More optimized methods can reduce some operations using FFT-like techniques or specialized recurrences.

Still, high-order derivatives become expensive quickly.

## Memory Structure

Taylor mode stores coefficients for every intermediate variable.

If the original program has $N$ intermediates and Taylor order $p$, storage is roughly:

$$
O(pN).
$$

This is usually better than explicitly materializing high-order derivative tensors.

The representation is compact because it stores directional polynomial structure rather than full multidimensional derivative arrays.

## Taylor Mode vs Reverse Mode

Taylor mode and reverse mode have different strengths.

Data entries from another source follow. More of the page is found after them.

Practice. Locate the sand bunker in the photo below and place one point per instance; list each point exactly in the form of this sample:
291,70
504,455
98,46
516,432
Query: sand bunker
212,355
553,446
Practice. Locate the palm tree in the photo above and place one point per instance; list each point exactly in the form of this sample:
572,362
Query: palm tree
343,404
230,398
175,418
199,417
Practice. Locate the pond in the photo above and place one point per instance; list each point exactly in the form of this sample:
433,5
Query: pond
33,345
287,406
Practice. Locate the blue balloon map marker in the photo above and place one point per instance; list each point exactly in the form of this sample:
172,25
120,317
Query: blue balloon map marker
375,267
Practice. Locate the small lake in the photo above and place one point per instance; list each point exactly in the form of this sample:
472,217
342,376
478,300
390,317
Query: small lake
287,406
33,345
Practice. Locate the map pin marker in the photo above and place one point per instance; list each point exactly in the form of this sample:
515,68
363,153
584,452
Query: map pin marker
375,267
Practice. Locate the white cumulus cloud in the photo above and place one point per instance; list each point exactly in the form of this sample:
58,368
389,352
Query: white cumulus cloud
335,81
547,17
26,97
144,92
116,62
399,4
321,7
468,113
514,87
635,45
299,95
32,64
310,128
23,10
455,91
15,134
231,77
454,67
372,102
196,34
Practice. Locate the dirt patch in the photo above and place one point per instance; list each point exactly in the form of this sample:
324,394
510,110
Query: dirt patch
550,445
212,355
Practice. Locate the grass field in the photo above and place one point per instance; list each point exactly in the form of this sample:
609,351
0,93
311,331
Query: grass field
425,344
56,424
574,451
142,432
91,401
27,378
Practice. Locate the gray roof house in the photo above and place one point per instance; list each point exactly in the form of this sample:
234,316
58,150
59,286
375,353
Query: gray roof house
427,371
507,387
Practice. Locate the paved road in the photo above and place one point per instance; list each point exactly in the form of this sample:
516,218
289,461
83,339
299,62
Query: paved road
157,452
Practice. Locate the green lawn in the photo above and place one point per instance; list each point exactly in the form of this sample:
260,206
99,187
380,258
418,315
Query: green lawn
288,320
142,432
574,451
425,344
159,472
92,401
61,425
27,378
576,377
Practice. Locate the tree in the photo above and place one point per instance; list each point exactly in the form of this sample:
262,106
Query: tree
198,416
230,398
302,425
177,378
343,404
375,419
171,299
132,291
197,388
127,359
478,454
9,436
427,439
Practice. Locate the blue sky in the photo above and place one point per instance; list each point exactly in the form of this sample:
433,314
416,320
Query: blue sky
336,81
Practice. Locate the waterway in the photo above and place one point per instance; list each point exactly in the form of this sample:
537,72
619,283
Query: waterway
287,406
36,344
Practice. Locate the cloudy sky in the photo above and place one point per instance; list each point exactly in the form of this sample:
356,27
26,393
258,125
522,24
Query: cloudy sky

| Property | Taylor mode | Reverse mode |
|---|---|---|
| gradients | moderate | excellent |
| high-order directional derivatives | excellent | difficult |
| full Hessians | possible | possible |
| high-order tensors | structured | memory-heavy |
| implementation complexity | algebraic | tape-heavy |
| nested differentiation | simpler | harder |
| scalar-output optimization | weaker | strong |

Taylor mode is particularly attractive for moderate-order derivatives and local series expansions.

## Taylor Models

Taylor mode connects naturally to Taylor models used in validated numerics.

A Taylor model represents a function as:

$$
P(x) + R(x),
$$

where:

| Component | Meaning |
|---|---|
| $P(x)$ | polynomial approximation |
| $R(x)$ | rigorous remainder bound |

This allows:

| Capability | Purpose |
|---|---|
| interval arithmetic | rigorous bounds |
| verified ODE solving | guaranteed solutions |
| uncertainty propagation | bounded error |
| validated optimization | correctness guarantees |

Taylor-mode AD provides the polynomial component automatically.

## Differential Equation Solvers

Taylor mode is especially useful for ODE solvers.

Suppose:

$$
\frac{dx}{dt} = f(x).
$$

A Taylor-series integrator computes:

$$
x(t+h) =
x(t)
+
hx'(t)
+
\frac{h^2}{2!}x''(t)
+
\cdots
$$

Automatic differentiation computes the required derivatives recursively.

This yields high-order integrators with strong local accuracy.

Taylor integrators are widely used in celestial mechanics, validated numerics, and stiff dynamical systems.

## Sparse Higher-Order Structure

Full higher-order derivative tensors are enormous.

For dimension $n$:

| Order | Tensor size |
|---|---:|
| 1 | $n$ |
| 2 | $n^2$ |
| 3 | $n^3$ |
| 4 | $n^4$ |

Taylor mode avoids constructing these directly.

Instead it propagates compressed directional structure through coefficient series.

This is often the only practical way to obtain high-order derivative information.

## Compiler Representation

A compiler-based Taylor-mode system may lower each variable into coefficient arrays:

```text
x[0] = primal
x[1] = first-order coefficient
x[2] = second-order coefficient
...
x[p] = pth-order coefficient
```

Operations become coefficient recurrences.

For multiplication:

```text
for k in 0..p:
    z[k] = sum(x[i] * y[k-i] for i in 0..k)
```

The transformed program resembles polynomial arithmetic.

## Numerical Stability

High-order Taylor coefficients can become unstable.

Common problems include:

| Problem | Cause |
|---|---|
| coefficient explosion | factorial growth |
| cancellation | alternating signs |
| truncation instability | insufficient order |
| floating point amplification | repeated convolutions |
| stiff dynamics | rapidly varying derivatives |

Scaling and normalization techniques are often required.

## Practical Uses

Taylor mode appears in:

| Domain | Usage |
|---|---|
| celestial mechanics | high-order integration |
| validated numerics | rigorous bounds |
| dynamical systems | local flow expansion |
| chaos analysis | sensitivity growth |
| PDE solvers | local expansions |
| perturbation methods | asymptotic analysis |
| scientific computing | repeated directional derivatives |

It is less common in large neural network training because reverse-mode gradients dominate that workload.

## Conceptual Interpretation

Forward mode propagates tangent vectors.

Taylor mode propagates local polynomial geometry.

Instead of asking:

$$
\text{How does the function change infinitesimally?}
$$

Taylor mode asks:

$$
\text{What local power series does the function induce?}
$$

The program becomes a transformation over truncated polynomial algebras rather than over ordinary scalar values.